Ollie Waldron
- Full name: Cornelius Oliver Waldron
- Born: 11 July 1943 Cork, Ireland
- Died: 18 August 2026 (aged 83) Schull, County Cork, Ireland
- University: University College Cork University of Oxford

Rugby union career
- Position: Lock / Prop

International career
- Years: Team / Apps / (Points)
- 1966–68: Ireland / 3 / (0)

= Ollie Waldron =

Irish rugby union player (1943–2026)

Cornelius Oliver Waldron (11 July 1943 – 18 August 2026) was an Irish international rugby union player.

==Biography==
Waldron was born in Cork, the third of four sons to parents Margaret O'Brien, from Kilbrittain, County Cork, and Irish Volunteer and Garda Síochána Sergeant Michael Waldron, from Ballyhaunis, County Mayo. He attended Glasheen Boys' School, and later graduated from University College Cork before undertaking postgraduate studies at Merton College, Oxford, where he completed a DPhil in nuclear physics.

A two-time Oxford blue, Waldron was the victim of a biting incident while playing for Oxford University against the touring Wallabies in 1966, leaving him bloodied. The injury required numerous stitches and was later revealed to have been caused by Wallaby hooker Ross Cullen, who was sent home by Australian team management. He also played for London Irish and was capped three times by Ireland, appearing twice in the 1966 Five Nations as a lock against Scotland and Wales at Lansdowne Road, then once against the Wallabies in a 1968 home international, this time used as a prop.

== Business Career ==
A CEO of Tara Mines and chairman of Oliver Resources, Waldron was subsequently CEO of Dragon Oil.

During his time as CEO of Dragon Oil, Oliver Waldron identified and led the investment in the Cheleken Block, and oil producing zone of the South Caspian Sea, Turkmenistan in 1995. The team believed that the zone held massive quantities of hydrocarbons but had suffered chronic under investment and operating inefficiency. Initially, Dragon Oil purchased a 60% interest in LEA, a Dutch operator that was working with the Turkmen government to develop the resource since 1993. In 1996, Dragon bought out all of the remainder of LEA's interest and raised development funds through a share issue at 1.5 pence per share (equivalent to 37.5 pence after a 1 for 25 share consolidation in September 1997). The Production Sharing Agreement (PSA) that was negotiated and signed with the Government of Turkmenistan represented one of the first major foreign investments in the country since Turkmenistan's independence in 1991.

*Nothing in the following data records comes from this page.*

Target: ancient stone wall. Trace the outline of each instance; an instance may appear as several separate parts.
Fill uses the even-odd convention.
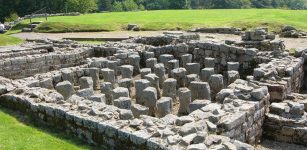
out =
[[[200,37],[198,34],[183,34],[182,32],[164,32],[163,36],[134,38],[132,39],[132,42],[152,46],[164,46],[170,44],[185,43],[190,40],[199,40],[199,38]]]
[[[240,83],[242,86],[247,84],[242,81]],[[238,83],[233,86],[238,87]],[[265,99],[265,96],[259,98]],[[216,133],[242,126],[241,124],[244,126],[245,113],[252,113],[258,102],[232,101],[229,97],[224,101],[228,101],[225,106],[208,103],[189,116],[176,117],[169,114],[158,119],[150,116],[134,118],[128,110],[78,96],[72,96],[65,102],[59,93],[39,87],[16,86],[11,93],[0,97],[2,106],[25,113],[37,122],[56,127],[104,148],[119,149],[125,146],[128,149],[185,149],[218,146],[226,149],[253,149],[247,144]],[[226,106],[235,110],[223,108]],[[237,114],[233,115],[233,111]],[[204,114],[208,114],[209,118],[203,118],[206,116]],[[217,127],[216,123],[219,123]],[[254,133],[256,128],[252,126],[249,128],[246,125],[246,129],[247,131],[242,129],[246,132],[244,135],[258,134],[258,130]],[[253,133],[249,133],[251,130]],[[231,137],[229,133],[223,135]]]
[[[197,28],[190,30],[189,32],[200,32],[200,33],[219,33],[219,34],[241,34],[239,28]]]
[[[162,46],[45,41],[0,53],[6,76],[22,78],[0,75],[0,105],[110,149],[253,149],[263,132],[304,142],[307,96],[293,93],[301,91],[302,57],[165,38]],[[44,70],[27,75],[25,66]]]
[[[242,48],[223,43],[208,41],[191,41],[188,43],[189,52],[193,54],[193,60],[205,67],[210,58],[214,60],[214,68],[217,73],[227,71],[227,62],[239,62],[239,72],[246,76],[256,66],[255,58],[258,52],[254,48]]]
[[[0,76],[18,79],[60,68],[77,66],[84,64],[86,58],[92,55],[90,49],[76,49],[68,51],[68,53],[51,52],[5,58],[0,60]]]
[[[67,108],[47,103],[35,104],[16,95],[5,95],[0,98],[0,104],[7,108],[20,111],[31,116],[35,121],[58,128],[80,139],[101,146],[104,149],[167,149],[166,145],[158,143],[145,132],[134,132],[133,129],[120,129],[123,121],[102,121],[90,116],[68,112]]]
[[[292,56],[273,59],[254,69],[252,82],[267,86],[271,102],[281,102],[291,92],[299,93],[304,81],[304,60]]]
[[[276,141],[307,145],[307,96],[294,96],[295,99],[271,104],[263,126],[264,136]]]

During the term of the PSA, Dragon Oil has produced over 468 million barrels of oil and increased daily production more than ten fold to reach 100k boe/d by June 2015. The field remains the principal producing asset for Dragon Oil.

Having been a shareholder since 1999, the Emirates National Oil Company (ENOC) took Dragon Oil private and delisted from the London Stock Exchange in 2015 when it offered minority shareholders 800 pence per share valuing the equity at £3.9bn.

Between Dragon Oil's capital raising in 1996 to ENOC's take private offer in 2015, the Dragon Oil share price rose from 37.5 pence to 800 pence, an increase of 21 fold representing a compound return of 17.5% per annum for shareholders. The FTSE 100 returned 2.9% per annum over that period.

== Family Life ==
Oliver Waldron married Margo (maiden name Horgan) on 17 September 1966. He died at home in Schull, County Cork, on 18 August 2026, at the age of 83. He is survived by his wife, Margo, and sons, Jonathan, Gavin, Jaimie, and Richard.